Case ID: kan-app_5/html/0164-01.html
Source: Caselaw Access Project
Author: {"author": "Mahan, P. J.", "license": "Public Domain", "url": "https://static.case.law/"}
Date Created: 2024-08-24T03:29:51.129683

George W. Garretson v. The Chicago, Kansas and Nebraska Railway Company and The Chicago, Rock Island and Pacific Railway Company.
    No. 458.
    1. Appellate Jurisdiction — must affirmatively appear from record. As repeatedly held by this court and the Supreme Court, jurisdiction to review the case must affirmatively appear from the record.
    2. -injunction against nuisance not within exceptions from statute concerning. An action the object of which is to restrain the commission of an act which the plaintiff alleges to be a nuisance, is not within any of the exceptions of the statute fixing the appellate jurisdiction of the Supreme Court and of this court; and the record not showing the amount of damages occasioned by the act fought to be enjoined, nor any other matter disclosing the value or amount in controversy, this court has no jurisdiction to review the judgment of the district court.
    Error from Brown District Court. Hon. J. F. Thompson, Judge.
    Opinion filed April 30, 1897.
    
      Dismissed.
    
    
      A. F. Martin, for plaintiff in error.
    
      M. A. Low, and W. F. Evans, for defendants in error.
   Mahan, P. J.

This was an action brought in the District Court of Brown County against the defendants to' enjoin them from violating the terms of the condemnation under which they hold their right of way over the premises of the plaintiff, and to prevent them frojn so obstructing the flow of water in a watercourse as to damage the plaintiff's lands. Judgment was rendered against the plaintiff, and he brings the case here for review.

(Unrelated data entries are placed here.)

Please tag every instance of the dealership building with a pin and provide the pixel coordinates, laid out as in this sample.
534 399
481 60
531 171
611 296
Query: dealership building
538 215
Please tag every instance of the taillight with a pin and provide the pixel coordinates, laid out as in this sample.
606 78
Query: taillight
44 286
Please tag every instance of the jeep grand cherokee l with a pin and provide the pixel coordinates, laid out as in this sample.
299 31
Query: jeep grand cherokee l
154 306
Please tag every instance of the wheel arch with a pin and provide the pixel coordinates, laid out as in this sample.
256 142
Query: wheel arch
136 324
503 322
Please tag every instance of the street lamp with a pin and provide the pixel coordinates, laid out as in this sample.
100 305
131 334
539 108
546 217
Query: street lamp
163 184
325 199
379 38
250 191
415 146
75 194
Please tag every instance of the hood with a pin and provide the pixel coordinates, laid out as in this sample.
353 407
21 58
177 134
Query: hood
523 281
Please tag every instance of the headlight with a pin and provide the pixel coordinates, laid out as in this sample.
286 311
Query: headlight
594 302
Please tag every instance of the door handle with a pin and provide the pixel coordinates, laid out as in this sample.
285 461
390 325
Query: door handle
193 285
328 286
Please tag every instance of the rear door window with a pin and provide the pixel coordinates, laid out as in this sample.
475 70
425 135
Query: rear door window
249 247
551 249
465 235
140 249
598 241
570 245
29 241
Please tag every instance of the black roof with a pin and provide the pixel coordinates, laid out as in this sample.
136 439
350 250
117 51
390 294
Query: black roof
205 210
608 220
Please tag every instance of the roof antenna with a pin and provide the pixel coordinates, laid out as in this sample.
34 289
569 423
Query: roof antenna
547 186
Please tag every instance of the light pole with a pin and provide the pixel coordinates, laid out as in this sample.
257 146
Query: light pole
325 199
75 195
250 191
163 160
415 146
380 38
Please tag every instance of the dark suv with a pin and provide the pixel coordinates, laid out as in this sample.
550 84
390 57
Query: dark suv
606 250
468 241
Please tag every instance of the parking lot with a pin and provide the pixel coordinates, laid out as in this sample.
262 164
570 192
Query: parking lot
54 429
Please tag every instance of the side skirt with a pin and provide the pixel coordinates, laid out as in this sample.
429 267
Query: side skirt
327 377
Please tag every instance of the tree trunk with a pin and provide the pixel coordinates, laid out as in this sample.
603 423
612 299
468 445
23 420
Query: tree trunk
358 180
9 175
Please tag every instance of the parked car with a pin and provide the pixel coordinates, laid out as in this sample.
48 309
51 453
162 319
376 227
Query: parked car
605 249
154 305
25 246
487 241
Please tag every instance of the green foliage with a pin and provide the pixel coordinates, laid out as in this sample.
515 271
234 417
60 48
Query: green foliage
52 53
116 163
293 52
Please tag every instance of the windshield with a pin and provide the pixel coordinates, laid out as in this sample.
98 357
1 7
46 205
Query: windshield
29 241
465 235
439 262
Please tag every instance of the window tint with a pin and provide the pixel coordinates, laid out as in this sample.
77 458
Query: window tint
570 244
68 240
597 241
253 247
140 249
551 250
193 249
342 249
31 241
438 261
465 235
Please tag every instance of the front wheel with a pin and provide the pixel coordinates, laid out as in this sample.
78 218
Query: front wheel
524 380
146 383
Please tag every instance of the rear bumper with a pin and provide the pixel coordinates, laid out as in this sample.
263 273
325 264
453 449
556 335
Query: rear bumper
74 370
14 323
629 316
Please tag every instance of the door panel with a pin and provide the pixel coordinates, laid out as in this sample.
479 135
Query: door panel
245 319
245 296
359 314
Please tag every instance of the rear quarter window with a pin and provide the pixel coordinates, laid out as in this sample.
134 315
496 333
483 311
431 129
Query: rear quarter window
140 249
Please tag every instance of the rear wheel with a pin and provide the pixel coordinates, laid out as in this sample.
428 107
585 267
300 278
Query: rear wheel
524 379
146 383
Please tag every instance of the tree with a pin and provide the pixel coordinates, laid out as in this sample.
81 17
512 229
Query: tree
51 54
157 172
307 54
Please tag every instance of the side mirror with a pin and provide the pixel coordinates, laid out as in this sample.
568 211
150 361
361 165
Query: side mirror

Our jurisdiction to review the proceedings of the court below is challenged at the threshhold; and, under the rule laid down in Loomis v. Bass (48 Kan. 26), we have no jurisdiction of the case. It does not affirmatively appear from the record that the matters in dispute involve a consideration or value of over one hundred dollars ; and it does affirmatively appear that the case is not within any of the exceptions provided by the statute.

The petition in error will therefore be dismissed.